I’m not complaining about this, I’m grateful for it. But I’d just as soon not do it again if I don’t have to.
So … I studied my own dizziness. Did it feel like the dizziness I had with the stroke? No. It didn’t. I’m not — emphasis not — handing out medical advice. This may or may not be interesting reading. But don’t you go thou and do likewise. If you have a stroke, every minute you dither your brain cells are dying. Don’t dither, and don’t assume that your symptoms will feel like mine.
That said, I did dither. I just didn’t feel the same as I had with the stroke. This dizzy was the room-spinning kind. The stroke dizzy I experienced — and I would guess everybody is different, so don’t take this as a reason not to seek help — the stroke dizzy I experienced was … different.
God, Take Me Home
My stroke dizzy didn’t set the room spinning. I just didn’t have any knowledge of up or down, left or right. It was gone, like it had never been there. I was floating in space as if there was no gravity, no horizon, no nuthin’. It didn’t hurt. But it was very unpleasant.
But it didn’t feel like the head-spinning, I’m-gonna-upchuck dizziness I was experiencing in the wee hours of January 20. I ended up using a steroid spray on my nose and taking an antihistamine. After a while, I went back to bed, but before I did, I prayed and asked God to just take me home to Him if I was wrong about this.
I slept until three in the afternoon (which was unusual.) When I got up, it was clear I had some kind of flu-like crap. I was chilling and aching and blowing my nose and somewhat nauseous. You know, the full catastrophe.
I was quite happy to have whatever it is I’ve got because it is not a stroke. It’s just a few days of feeling bad and then I’ll be ok.
The Death of Democracy: Did We Take It for Granted?
But it did divert me from what I see as the appalling horror that has happened to my country. I was born a free person in a democracy. I have never been afraid of my government. I’ve never been afraid to say what I think, go where I want, and live as I please.
I didn’t think about what a wonderful thing that is until now. Now that we’ve thrown America away, I realize that I took it for granted. I never doubted that it would be here.

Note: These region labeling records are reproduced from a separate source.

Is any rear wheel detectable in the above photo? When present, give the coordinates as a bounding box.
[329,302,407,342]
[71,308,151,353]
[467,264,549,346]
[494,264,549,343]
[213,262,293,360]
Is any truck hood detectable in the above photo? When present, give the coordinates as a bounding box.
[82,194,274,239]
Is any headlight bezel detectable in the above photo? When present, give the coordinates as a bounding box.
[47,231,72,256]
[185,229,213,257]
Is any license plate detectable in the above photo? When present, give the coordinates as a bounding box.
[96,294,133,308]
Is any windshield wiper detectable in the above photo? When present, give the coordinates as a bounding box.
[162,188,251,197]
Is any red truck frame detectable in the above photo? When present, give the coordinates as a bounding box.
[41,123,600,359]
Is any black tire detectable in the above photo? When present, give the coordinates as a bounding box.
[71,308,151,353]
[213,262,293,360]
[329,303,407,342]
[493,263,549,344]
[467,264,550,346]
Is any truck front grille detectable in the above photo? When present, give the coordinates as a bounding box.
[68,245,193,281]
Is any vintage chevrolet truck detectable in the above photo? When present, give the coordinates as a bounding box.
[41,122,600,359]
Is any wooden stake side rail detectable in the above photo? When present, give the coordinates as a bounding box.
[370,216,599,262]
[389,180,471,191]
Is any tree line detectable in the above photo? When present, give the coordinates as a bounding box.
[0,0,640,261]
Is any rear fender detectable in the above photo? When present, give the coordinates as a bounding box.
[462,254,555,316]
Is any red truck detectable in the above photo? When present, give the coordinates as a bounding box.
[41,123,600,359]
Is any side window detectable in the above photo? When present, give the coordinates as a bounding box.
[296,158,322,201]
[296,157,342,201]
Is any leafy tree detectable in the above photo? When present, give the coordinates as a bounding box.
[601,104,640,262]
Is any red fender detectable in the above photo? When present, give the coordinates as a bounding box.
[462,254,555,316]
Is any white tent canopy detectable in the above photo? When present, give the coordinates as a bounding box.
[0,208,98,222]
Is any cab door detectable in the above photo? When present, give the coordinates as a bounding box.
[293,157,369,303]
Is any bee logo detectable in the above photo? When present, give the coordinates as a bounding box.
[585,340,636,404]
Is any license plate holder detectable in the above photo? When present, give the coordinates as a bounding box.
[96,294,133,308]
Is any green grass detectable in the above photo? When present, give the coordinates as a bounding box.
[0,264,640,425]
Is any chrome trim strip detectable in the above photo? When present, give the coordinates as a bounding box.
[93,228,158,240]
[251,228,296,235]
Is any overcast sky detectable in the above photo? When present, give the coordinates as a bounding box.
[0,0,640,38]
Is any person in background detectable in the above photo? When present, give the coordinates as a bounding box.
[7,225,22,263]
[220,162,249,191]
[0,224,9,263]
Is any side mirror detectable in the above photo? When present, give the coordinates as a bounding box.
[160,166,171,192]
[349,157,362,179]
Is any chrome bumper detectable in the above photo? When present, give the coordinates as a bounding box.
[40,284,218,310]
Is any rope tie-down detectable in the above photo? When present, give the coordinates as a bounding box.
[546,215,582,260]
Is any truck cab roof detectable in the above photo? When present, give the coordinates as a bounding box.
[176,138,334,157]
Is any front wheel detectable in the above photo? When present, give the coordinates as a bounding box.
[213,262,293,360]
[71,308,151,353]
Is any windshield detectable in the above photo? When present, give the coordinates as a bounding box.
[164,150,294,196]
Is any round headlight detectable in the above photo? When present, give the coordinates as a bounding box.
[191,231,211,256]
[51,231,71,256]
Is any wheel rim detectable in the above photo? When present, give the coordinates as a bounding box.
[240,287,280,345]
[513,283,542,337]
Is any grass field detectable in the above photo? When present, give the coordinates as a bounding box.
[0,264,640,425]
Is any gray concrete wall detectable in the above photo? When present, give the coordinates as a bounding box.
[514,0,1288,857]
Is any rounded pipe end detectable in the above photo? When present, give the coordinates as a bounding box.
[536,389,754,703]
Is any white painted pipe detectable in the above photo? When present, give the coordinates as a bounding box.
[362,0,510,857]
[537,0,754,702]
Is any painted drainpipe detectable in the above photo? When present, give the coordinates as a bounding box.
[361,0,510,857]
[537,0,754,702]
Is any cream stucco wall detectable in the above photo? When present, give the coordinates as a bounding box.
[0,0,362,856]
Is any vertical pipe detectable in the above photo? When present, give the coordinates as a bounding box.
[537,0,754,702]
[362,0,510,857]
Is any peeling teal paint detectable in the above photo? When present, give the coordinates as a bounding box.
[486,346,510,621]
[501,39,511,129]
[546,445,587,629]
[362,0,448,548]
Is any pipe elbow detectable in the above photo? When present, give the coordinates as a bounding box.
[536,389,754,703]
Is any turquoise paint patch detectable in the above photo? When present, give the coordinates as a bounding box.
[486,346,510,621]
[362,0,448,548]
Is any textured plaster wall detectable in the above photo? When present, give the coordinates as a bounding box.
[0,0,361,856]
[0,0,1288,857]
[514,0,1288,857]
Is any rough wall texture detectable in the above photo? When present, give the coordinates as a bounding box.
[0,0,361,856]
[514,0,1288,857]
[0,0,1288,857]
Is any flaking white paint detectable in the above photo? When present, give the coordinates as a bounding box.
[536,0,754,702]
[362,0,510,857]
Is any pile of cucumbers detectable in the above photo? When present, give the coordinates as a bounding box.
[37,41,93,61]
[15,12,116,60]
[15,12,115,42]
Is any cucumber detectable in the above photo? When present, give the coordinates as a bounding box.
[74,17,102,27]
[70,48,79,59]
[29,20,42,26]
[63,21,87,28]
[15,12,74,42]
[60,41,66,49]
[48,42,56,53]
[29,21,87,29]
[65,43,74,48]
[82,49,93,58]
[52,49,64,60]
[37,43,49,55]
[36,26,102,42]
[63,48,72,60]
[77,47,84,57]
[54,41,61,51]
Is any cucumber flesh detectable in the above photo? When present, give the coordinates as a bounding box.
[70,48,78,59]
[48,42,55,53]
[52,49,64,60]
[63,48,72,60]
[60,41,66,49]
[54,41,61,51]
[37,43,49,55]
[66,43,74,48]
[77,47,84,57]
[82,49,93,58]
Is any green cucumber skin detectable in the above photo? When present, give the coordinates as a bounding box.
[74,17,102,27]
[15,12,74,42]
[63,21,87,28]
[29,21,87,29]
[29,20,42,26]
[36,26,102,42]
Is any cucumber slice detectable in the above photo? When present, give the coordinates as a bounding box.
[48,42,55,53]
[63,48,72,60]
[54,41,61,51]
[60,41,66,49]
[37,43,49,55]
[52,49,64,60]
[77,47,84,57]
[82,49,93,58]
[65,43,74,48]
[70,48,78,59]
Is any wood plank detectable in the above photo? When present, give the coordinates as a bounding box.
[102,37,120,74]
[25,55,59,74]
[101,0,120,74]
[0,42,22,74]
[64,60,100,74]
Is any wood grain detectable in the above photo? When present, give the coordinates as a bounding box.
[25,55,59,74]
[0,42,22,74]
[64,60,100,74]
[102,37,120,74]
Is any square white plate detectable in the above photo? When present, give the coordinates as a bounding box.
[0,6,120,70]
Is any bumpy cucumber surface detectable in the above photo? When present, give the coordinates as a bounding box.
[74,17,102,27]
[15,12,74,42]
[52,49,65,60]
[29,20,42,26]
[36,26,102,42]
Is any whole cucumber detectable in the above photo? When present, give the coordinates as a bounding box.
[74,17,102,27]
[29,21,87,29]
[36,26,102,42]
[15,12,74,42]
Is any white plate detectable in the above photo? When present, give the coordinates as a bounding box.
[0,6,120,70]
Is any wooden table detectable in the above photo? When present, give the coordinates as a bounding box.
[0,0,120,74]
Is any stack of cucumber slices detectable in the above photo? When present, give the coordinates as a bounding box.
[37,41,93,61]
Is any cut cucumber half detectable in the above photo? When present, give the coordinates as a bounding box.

Prayer, Fasting, and the Fight for Hope
I was born a free person in a democracy, and I never doubted that I would hand over a democracy where they could live out their lives as free people to my children and grandchildren.
I’m old and ailing. I do not know the number of my days. But anyone with half a brain knows that I have pretty much lived my life. My grandchildren have their whole lives ahead of them. And we’ve destroyed their future.
I’ve been praying, asking God how I can best serve Him in this time of destruction and evil. What, when I go to Him for good, do I need to have learned from this? How can I be the Light of Christ in this darkness of greed, corruption, lies, sexual perversion, misogyny, race hatred, and abysmally failed whore political clergy?
I planned to spend January 20 in prayer and fasting. What happened instead is that I slept most of the day, then got up to aches, pains, fever, chills, coughing and blowing my nose. I offered the pains of illness and my sorrow and grief for America to the people I pray for in Purgatory and to this nation. I asked Our Lady to send Michael to bind the demons that have overwhelmed us. I prayed, as I often do, that God would send us better shepherds who stand up for the Cross instead of bowing down before the false gods of greed and power.
American democracy, dead by seppuku. How did you celebrate?